All cubes still look brand new unless mentioned otherwise.

*3x3x3*

Dayan Zhanchi (stickerless)

Black Dayan GuHong
Note: Stickers are bit chipped

Black Rubik's cube (storebought)
Note: Stickers are very battered.

White ShengEn F-II
Note: Stickers are quite battered.

*4x4x4*

White 4x4x4 Mini QJ

*5x5x5*

White 5x5x5 YJ

*6x6x6*

White V-Cube 6

*7x7x7*

White V-Cube 7

*Other puzzles*

Black SQ-2
Note: Never used

White mastermorphix

Black MF8 Megaminx

Mirror blocks

Rubik's clock
Note: Genuine one from 1988


----------



## PandaCuber (Feb 19, 2012)

Youre going to stop cubing...because your mom doesnt like the noise...
I say go outside and start cubing in public.

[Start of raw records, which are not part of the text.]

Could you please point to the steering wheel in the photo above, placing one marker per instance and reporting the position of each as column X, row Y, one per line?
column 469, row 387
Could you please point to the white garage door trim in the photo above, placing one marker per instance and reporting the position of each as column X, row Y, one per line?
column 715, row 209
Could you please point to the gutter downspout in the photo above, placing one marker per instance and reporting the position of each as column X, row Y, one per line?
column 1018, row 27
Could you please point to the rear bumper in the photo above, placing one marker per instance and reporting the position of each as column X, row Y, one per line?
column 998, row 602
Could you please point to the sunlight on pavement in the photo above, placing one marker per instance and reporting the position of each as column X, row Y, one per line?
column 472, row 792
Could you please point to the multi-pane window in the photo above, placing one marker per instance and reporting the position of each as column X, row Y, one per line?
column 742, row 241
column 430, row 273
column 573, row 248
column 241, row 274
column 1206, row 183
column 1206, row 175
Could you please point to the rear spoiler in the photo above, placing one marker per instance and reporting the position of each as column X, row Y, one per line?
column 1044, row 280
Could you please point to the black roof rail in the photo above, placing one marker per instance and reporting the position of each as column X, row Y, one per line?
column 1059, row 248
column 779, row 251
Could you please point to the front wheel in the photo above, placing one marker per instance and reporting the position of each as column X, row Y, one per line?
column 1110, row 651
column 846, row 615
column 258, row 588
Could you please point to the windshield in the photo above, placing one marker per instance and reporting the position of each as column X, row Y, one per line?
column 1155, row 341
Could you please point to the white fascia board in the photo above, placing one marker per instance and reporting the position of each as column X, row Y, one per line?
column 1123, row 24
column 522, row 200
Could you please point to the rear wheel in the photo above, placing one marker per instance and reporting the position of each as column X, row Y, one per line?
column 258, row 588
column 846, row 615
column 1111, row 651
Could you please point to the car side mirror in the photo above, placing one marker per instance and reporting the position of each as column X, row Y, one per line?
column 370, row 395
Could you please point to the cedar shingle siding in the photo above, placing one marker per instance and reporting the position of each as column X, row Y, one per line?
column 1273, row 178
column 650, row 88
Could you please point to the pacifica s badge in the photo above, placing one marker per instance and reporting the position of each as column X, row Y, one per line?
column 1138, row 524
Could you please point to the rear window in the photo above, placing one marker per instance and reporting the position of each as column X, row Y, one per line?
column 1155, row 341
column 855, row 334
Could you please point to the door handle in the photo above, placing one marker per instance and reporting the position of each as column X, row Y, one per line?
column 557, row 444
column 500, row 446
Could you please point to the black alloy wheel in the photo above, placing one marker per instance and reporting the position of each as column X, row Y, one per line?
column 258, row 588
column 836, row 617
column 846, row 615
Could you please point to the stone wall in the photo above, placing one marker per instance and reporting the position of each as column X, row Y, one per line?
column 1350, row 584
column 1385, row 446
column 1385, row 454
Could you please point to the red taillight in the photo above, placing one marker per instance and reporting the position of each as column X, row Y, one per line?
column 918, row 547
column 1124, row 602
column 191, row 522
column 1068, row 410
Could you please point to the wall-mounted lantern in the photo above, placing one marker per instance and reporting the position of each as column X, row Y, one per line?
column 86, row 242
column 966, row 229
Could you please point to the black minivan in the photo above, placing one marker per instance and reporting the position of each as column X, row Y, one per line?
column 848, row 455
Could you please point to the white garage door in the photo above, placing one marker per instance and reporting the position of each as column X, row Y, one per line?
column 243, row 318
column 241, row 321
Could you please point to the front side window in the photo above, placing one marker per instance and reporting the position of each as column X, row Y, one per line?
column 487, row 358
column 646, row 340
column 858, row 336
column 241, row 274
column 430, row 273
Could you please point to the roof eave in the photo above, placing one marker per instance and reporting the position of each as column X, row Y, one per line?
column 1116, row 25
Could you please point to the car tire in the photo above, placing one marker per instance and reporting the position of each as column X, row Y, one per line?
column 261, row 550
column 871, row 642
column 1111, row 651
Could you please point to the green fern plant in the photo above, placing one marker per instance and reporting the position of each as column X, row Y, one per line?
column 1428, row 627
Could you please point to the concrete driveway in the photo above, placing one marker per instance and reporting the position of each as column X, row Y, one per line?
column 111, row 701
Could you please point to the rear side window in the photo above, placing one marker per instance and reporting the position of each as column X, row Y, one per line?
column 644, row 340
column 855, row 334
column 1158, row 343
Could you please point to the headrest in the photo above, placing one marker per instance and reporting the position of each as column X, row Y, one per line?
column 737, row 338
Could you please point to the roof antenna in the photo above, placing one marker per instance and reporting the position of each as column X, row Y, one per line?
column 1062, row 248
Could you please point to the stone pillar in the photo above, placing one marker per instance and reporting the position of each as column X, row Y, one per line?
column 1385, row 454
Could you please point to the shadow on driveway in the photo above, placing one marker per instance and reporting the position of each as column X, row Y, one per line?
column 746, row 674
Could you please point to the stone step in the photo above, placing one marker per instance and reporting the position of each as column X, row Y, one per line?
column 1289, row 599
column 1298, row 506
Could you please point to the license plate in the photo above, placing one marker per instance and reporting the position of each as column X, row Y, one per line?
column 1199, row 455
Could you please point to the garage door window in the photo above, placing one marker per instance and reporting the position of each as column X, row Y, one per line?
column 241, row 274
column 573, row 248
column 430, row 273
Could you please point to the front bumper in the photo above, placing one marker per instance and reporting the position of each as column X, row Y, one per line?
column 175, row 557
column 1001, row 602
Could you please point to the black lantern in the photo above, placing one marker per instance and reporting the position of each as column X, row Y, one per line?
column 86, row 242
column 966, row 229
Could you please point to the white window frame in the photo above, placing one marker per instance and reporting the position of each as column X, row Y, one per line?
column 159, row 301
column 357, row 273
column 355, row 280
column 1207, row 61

No need to sell your cubes!


----------



## insane569 (Feb 19, 2012)

That's alot of cubes and to get rid of them because of your mom? I would move out.


----------



## rubikmaster (Feb 19, 2012)

PandaCuber said:


> Youre going to stop cubing...because your mom doesnt like the noise...
> I say go outside and start cubing in public. No need to sell your cubes!





insane569 said:


> That's alot of cubes and to get rid of them because of your mom? I would move out.


 
I am also quite shocked by this,and could make a lot of comments about it,but I think you guys should respect his decision.


----------



## PandaCuber (Feb 19, 2012)

rubikmaster said:


> I am also quite shocked by this,and could make a lot of comments about it,but I think you guys should respect *his* decision.


 
Is it really his? Im just saying, selling every single one of your cubes is not something you do if you love to cube.


----------



## Robocopter87 (Feb 19, 2012)

How much for the 7x7?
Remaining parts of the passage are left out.